At Site I, personnel and equipment decontamination procedures were not monitored for their effectiveness in accordance with HAZWOPER requirements. The Site I subcontractor did not have provisions for particulate sampling, evaluating exposure to pesticides and herbicides, or evaluating the effectiveness of site zone boundaries and personnel decontamination procedures. Additionally, monitoring had not been conducted to verify that decontamination was not necessary for employees who leave the exclusion zone and enter a clean zone without undergoing decontamination.

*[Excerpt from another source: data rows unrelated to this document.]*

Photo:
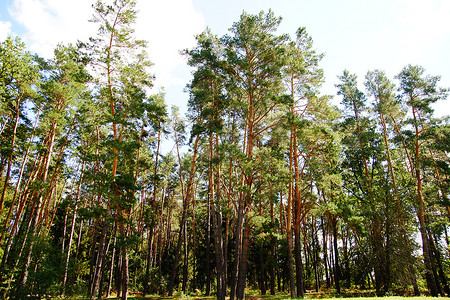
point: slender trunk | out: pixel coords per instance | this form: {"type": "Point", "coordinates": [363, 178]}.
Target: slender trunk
{"type": "Point", "coordinates": [243, 267]}
{"type": "Point", "coordinates": [431, 283]}
{"type": "Point", "coordinates": [8, 170]}
{"type": "Point", "coordinates": [337, 270]}
{"type": "Point", "coordinates": [111, 268]}
{"type": "Point", "coordinates": [99, 267]}
{"type": "Point", "coordinates": [186, 200]}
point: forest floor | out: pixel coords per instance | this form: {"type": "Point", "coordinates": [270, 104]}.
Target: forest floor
{"type": "Point", "coordinates": [354, 295]}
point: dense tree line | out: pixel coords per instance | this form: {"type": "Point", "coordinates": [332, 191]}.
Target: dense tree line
{"type": "Point", "coordinates": [278, 189]}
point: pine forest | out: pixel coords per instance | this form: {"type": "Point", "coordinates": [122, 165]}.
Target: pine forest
{"type": "Point", "coordinates": [268, 184]}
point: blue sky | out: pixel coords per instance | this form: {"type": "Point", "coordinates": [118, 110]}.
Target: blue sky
{"type": "Point", "coordinates": [353, 34]}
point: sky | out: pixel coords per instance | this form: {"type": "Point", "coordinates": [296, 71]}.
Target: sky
{"type": "Point", "coordinates": [353, 34]}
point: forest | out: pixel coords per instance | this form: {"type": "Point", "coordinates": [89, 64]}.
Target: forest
{"type": "Point", "coordinates": [269, 185]}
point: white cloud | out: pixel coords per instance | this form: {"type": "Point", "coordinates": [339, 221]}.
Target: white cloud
{"type": "Point", "coordinates": [49, 22]}
{"type": "Point", "coordinates": [168, 26]}
{"type": "Point", "coordinates": [5, 30]}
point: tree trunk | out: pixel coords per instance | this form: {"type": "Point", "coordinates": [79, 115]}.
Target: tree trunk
{"type": "Point", "coordinates": [337, 270]}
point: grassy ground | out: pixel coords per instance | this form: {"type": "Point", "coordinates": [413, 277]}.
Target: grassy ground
{"type": "Point", "coordinates": [283, 296]}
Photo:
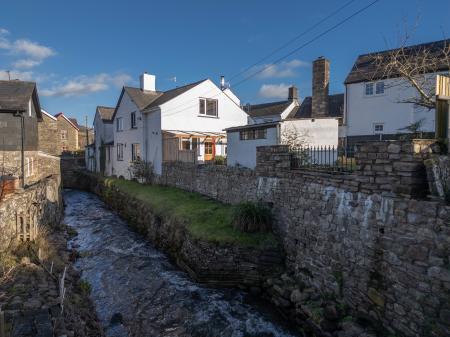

The SSAHP developed by the Site G contractor did not indicate that the contractors routinely conducted job- or task-specific hazard analyses. In addition, the SSAHP did not specify that PPE selection for jobs and tasks must be based on the analysis of the health hazards associated with each job. Furthermore, the SSAHP contained no procedures for objectively determining the effectiveness of decontamination of personnel or equipment. The decontamination program required incineration of all materials that could not be readily decontaminated; such materials were placed in labeled disposal containers. The program, however, did not address storage of these materials until such time that the incinerator was operating.

Other than wipe sampling of clean areas, the Site J contractor did not implement procedures to evaluate the effectiveness of personal decontamination methods. Decontaminated equipment was tested by wipe sampling. Further decontamination was performed as necessary until wipe samples fell below the contractor's trigger levels.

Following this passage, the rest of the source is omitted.